Anfang März 1969 übertrugen Lennon und McCartney Glyn Johns die Aufgabe, sich um die Fertigstellung des Albums zu kümmern. Johns stand vor dem Problem, aus den zahlreichen Stunden aufgenommener Sessions, viele davon chaotisch und wenig inspiriert, genügend Material zu finden, das für eine Veröffentlichung geeignet war. Johns erarbeitete mehrere Versionen, wobei er darum bemüht war, die Aufnahmen möglichst natürlich und unbehandelt klingen zu lassen.
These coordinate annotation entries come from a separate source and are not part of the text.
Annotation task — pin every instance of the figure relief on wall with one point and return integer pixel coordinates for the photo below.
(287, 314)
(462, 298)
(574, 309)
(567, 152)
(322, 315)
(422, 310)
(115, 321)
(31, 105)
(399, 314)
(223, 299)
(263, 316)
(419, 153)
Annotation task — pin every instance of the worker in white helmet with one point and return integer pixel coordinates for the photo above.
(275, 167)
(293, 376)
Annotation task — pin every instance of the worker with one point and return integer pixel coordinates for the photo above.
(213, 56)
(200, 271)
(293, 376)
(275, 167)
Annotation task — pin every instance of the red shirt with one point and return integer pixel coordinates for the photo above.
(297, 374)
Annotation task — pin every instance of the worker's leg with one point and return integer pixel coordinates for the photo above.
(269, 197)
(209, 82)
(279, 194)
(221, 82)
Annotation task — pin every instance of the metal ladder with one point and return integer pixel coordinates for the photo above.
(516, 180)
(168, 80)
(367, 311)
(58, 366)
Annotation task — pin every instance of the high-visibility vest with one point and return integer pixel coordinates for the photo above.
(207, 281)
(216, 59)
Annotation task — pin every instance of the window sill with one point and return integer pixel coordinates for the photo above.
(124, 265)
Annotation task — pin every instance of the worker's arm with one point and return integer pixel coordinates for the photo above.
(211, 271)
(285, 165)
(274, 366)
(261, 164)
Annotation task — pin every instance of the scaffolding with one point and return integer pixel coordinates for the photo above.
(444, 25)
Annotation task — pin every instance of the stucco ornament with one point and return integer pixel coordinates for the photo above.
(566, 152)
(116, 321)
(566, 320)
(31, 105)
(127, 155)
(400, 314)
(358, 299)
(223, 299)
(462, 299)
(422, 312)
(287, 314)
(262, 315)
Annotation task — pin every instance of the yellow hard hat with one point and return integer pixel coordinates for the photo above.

Zudem fügte er viel Studiogerede, das während der Aufnahmesitzungen mitgeschnitten worden war, zwischen die einzelnen Lieder, um die Atmosphäre bei den Studiosessions zu vermitteln. Die Abmischungen für das Album erfolgten in den Olympic Sound Studios vom 10. bis zum 13. März 1969. Am 7. April 1969 stellten Glyn Johns und Paul McCartney die Single "Get Back" / "Don’t Let Me Down" fertig, die dann vier Tage später in Grossbritannien (USA: 5. Mai, Deutschland: 21. April) veröffentlicht wurde, die Single erreichte in den drei Ländern die Nummer 1 Position der jeweiligen Charts und wurde ihr 16. Nummer 1 Hit in Grossbritannien und 17. in den USA, in Deutschland wurde es ihr neunter Nummer 1 Hit. Die Veröffentlichung der Single erfolgte unter der Interpretenbezeichnung The Beatles with Billy Preston, so wurde ein Gastmusiker der Beatles erstmals als Mitinterpret explizit erwähnt.
Für das Cover war ursprünglich geplant, das Motiv des ersten Albums "Please Please Me" nachzustellen. Als Fotograf wurde Angus McBean engagiert, der die Beatles bereits 1963 fotografiert hatte und posiert wurde am 13. Mai 1969 an gleicher Stelle des EMI-Bürogebäudes in London. Das Foto wurde allerdings nicht für das Album "Let It Be" verwendet, sondern diente später als Coverbild der Zusammenstellung "1967 - 1970". Das Album erschien mit verschiedenen Covergestaltungen, wobei sich das Vordercover im Wesentlichen an der Hülle der britischen Single "Let It Be" orientierte. Neben der am meisten verbreiteten normalen Albumhülle, die vier Einzelfotos der Beatles zeigt, gab es zwei Varianten: In den USA erschien das Album in einem Klappcover, in dessen Innenseiten Fotos vom Film zu sehen sind. In Grossbritannien und mehreren anderen Ländern, darunter in Deutschland, Frankreich, Kanada, Australien und Japan, wurde das Album 1970 in einer Box veröffentlicht, die neben dem Album das Buch 'Get Back' enthielt, das auf 164 Seiten Fotos und Dialoge des Films beinhaltete. Das Coverdesign wurde von John Kosh gestaltet, die Fotos stammen von Ethan A. Russell, der Begleittext des Buches ist von Jonathan Cott und David Dalton.